In conclusion, improving epicenter vascular patency following contusive SCI is, by itself, an insufficient strategy for improving hindlimb functional recovery. Rescue of the spinal microvasculature within the injury epicenter and penumbra remains a largely unexplored yet promising therapeutic avenue to facilitate tissue sparing and functional recovery following contusive SCI. An important advantage of targeting vascular responses is the ability to administer treatments intravenously, which is rapid, widely accessible, and clinically highly relevant. Combinatorial therapeutic strategies that include enhancing vascular patency and reducing vasospasm, in addition to promoting endothelial cell survival and angiogenesis (Han et al., 2010), should continue to be explored.
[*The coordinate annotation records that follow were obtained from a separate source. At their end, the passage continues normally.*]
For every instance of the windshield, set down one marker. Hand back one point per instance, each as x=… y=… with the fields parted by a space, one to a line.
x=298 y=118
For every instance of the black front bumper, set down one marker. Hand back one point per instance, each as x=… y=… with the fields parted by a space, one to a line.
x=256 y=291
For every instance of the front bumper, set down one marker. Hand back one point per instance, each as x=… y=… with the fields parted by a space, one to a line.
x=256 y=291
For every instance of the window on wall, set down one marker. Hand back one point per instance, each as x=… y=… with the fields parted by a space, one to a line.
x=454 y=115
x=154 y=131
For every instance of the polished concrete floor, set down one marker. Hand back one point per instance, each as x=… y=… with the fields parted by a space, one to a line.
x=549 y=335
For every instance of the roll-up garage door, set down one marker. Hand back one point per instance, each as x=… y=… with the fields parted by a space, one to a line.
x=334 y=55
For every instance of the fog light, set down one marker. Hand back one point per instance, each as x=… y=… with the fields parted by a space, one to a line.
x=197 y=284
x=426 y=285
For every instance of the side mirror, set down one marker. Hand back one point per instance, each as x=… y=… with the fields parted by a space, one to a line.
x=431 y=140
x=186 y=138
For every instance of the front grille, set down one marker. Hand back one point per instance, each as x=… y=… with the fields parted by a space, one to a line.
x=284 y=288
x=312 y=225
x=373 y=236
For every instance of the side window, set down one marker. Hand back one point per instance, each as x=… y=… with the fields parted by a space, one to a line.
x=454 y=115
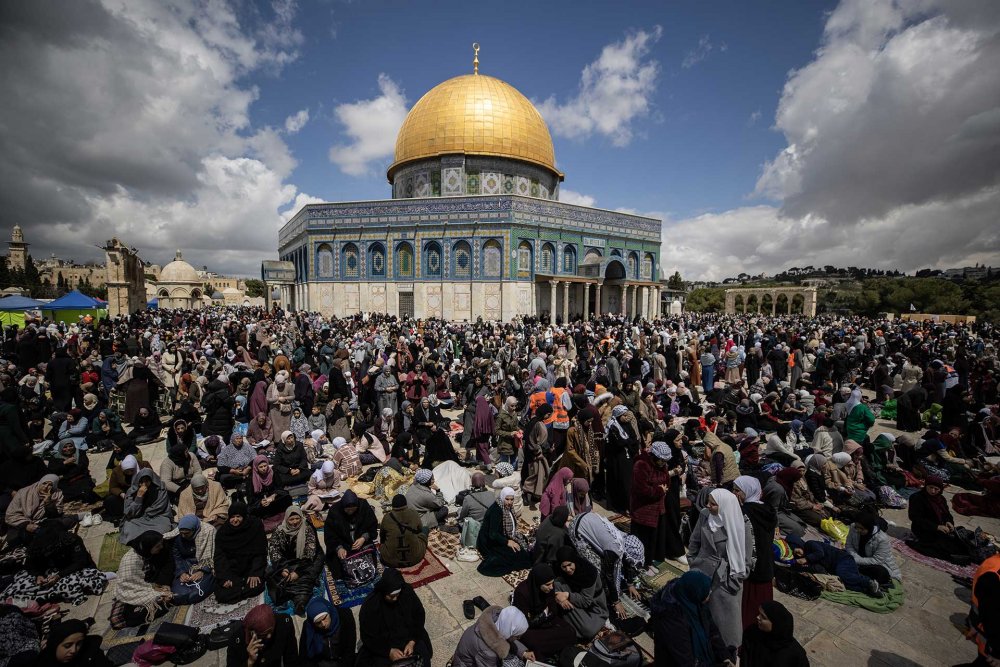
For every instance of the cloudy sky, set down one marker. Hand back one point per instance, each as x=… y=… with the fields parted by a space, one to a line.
x=764 y=134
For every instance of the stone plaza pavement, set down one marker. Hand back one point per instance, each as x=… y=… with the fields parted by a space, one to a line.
x=922 y=632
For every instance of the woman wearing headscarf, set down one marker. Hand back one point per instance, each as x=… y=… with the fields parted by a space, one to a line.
x=206 y=499
x=147 y=507
x=580 y=593
x=502 y=547
x=290 y=461
x=493 y=639
x=650 y=483
x=551 y=536
x=757 y=587
x=621 y=449
x=392 y=624
x=616 y=555
x=194 y=559
x=350 y=527
x=548 y=630
x=770 y=642
x=555 y=493
x=144 y=577
x=178 y=469
x=684 y=632
x=296 y=560
x=402 y=541
x=329 y=636
x=265 y=496
x=722 y=546
x=69 y=645
x=264 y=638
x=240 y=556
x=507 y=427
x=58 y=568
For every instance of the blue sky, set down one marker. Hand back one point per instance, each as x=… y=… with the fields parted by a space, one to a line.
x=764 y=134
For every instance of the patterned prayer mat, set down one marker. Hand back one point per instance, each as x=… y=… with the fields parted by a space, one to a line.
x=209 y=614
x=940 y=565
x=111 y=554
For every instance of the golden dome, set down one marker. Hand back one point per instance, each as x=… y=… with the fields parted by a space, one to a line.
x=475 y=114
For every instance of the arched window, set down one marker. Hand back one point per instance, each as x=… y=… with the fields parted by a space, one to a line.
x=324 y=261
x=547 y=259
x=569 y=259
x=376 y=261
x=432 y=259
x=351 y=261
x=492 y=259
x=462 y=257
x=647 y=266
x=524 y=260
x=404 y=260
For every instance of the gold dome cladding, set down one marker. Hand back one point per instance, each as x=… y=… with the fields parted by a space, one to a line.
x=475 y=114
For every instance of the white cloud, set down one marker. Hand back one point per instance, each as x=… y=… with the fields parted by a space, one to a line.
x=296 y=121
x=572 y=197
x=891 y=156
x=615 y=91
x=372 y=126
x=155 y=142
x=699 y=52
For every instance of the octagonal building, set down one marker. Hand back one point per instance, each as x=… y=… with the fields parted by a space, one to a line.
x=474 y=228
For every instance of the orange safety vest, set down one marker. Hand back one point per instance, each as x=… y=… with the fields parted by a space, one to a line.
x=559 y=413
x=974 y=630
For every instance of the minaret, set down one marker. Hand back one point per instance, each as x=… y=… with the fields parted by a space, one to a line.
x=17 y=255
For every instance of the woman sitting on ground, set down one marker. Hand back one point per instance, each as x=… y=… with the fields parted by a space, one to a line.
x=30 y=506
x=403 y=542
x=240 y=556
x=684 y=632
x=493 y=639
x=580 y=594
x=265 y=496
x=350 y=527
x=264 y=638
x=329 y=636
x=548 y=630
x=147 y=507
x=290 y=462
x=501 y=545
x=392 y=624
x=58 y=569
x=206 y=499
x=770 y=640
x=194 y=558
x=296 y=560
x=144 y=578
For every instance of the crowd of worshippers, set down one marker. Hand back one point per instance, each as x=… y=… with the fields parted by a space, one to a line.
x=721 y=440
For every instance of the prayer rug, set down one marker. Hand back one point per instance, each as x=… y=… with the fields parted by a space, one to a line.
x=119 y=645
x=443 y=544
x=209 y=614
x=340 y=595
x=111 y=554
x=892 y=601
x=940 y=565
x=429 y=569
x=516 y=577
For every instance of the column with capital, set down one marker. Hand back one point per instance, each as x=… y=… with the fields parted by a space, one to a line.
x=552 y=301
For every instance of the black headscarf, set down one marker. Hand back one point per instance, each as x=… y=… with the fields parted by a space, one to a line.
x=585 y=574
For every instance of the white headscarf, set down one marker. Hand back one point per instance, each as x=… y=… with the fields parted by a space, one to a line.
x=511 y=623
x=731 y=517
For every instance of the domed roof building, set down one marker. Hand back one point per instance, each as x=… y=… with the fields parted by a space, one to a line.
x=474 y=228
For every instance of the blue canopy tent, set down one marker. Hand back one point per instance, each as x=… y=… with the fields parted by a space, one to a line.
x=70 y=307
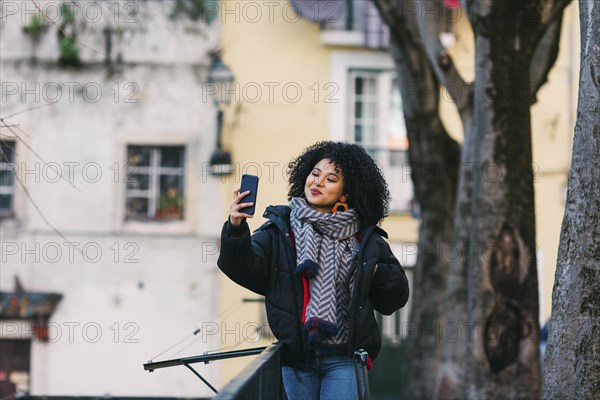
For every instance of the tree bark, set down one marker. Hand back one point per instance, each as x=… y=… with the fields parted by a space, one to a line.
x=477 y=242
x=434 y=158
x=572 y=363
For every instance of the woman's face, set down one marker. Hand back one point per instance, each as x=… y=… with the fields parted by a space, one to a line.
x=324 y=186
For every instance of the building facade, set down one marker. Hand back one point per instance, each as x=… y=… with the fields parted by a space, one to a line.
x=106 y=200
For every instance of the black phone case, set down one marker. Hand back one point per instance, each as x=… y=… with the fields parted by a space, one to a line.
x=249 y=182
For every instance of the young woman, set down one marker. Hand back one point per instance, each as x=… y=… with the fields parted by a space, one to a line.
x=323 y=266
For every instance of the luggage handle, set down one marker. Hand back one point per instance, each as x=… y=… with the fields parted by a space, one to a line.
x=361 y=357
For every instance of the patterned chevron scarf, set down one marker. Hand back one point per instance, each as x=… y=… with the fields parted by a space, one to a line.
x=325 y=250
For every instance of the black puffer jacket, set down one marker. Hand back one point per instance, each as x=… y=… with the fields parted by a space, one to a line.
x=265 y=263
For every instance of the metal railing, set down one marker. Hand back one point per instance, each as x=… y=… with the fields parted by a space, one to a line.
x=261 y=379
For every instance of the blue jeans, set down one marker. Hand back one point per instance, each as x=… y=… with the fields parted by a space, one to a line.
x=333 y=377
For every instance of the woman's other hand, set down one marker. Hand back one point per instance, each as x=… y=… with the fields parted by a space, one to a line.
x=235 y=216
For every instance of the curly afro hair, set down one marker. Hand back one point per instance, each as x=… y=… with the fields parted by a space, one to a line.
x=366 y=190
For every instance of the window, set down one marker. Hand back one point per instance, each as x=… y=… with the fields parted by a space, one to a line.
x=155 y=183
x=376 y=122
x=7 y=178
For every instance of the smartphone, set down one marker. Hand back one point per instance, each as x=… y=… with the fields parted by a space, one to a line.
x=249 y=182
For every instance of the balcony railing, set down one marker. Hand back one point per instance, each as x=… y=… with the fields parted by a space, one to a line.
x=261 y=379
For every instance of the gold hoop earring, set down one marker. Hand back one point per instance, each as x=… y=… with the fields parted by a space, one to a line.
x=341 y=205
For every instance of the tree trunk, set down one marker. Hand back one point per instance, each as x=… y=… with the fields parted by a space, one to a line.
x=492 y=286
x=480 y=339
x=434 y=158
x=572 y=363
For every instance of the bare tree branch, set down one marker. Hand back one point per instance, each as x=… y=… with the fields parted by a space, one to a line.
x=440 y=59
x=553 y=10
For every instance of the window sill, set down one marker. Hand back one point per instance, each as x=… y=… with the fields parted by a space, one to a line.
x=157 y=227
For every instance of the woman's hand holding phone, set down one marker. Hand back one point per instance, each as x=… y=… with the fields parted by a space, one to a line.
x=235 y=216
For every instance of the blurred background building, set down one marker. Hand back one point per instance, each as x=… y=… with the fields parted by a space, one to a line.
x=112 y=201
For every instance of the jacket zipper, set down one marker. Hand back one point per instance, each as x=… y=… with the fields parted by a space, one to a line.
x=288 y=240
x=354 y=309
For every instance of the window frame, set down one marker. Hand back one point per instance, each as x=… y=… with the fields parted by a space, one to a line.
x=154 y=170
x=11 y=165
x=378 y=148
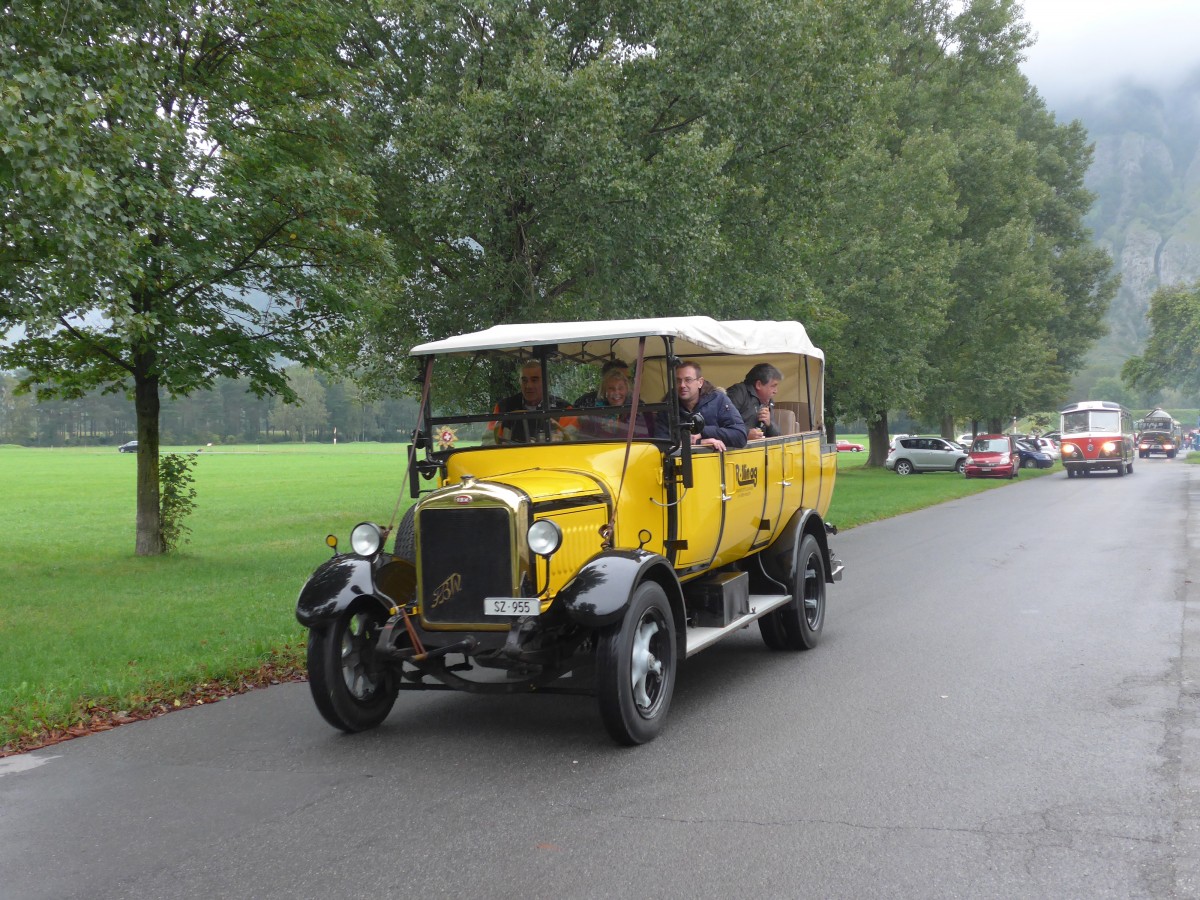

Assuming that no deleterious effects prevent maintenance of mean arterial pressure, using vasodilators to enhance vascular perfusion after SCI may facilitate drug delivery to injured tissues, and could be part of a beneficial therapeutic strategy.

Acknowledgments

This work was supported by grants NS045734 and RR15576, the Kentucky Spinal Cord and Head Injury Research Trust, Norton Healthcare, and the Commonwealth of Kentucky Research Challenge for Excellence Trust Fund (to T.H. and S.R.W.). We thank Christine Yarberry for surgical assistance, Kim Fentress for animal care, and Johnny Morehouse for BMS and TreadScan analyses. We thank Dr. Richard Benton for his critical comments on the manuscript.

Author Disclosure Statement

No competing financial interests exist.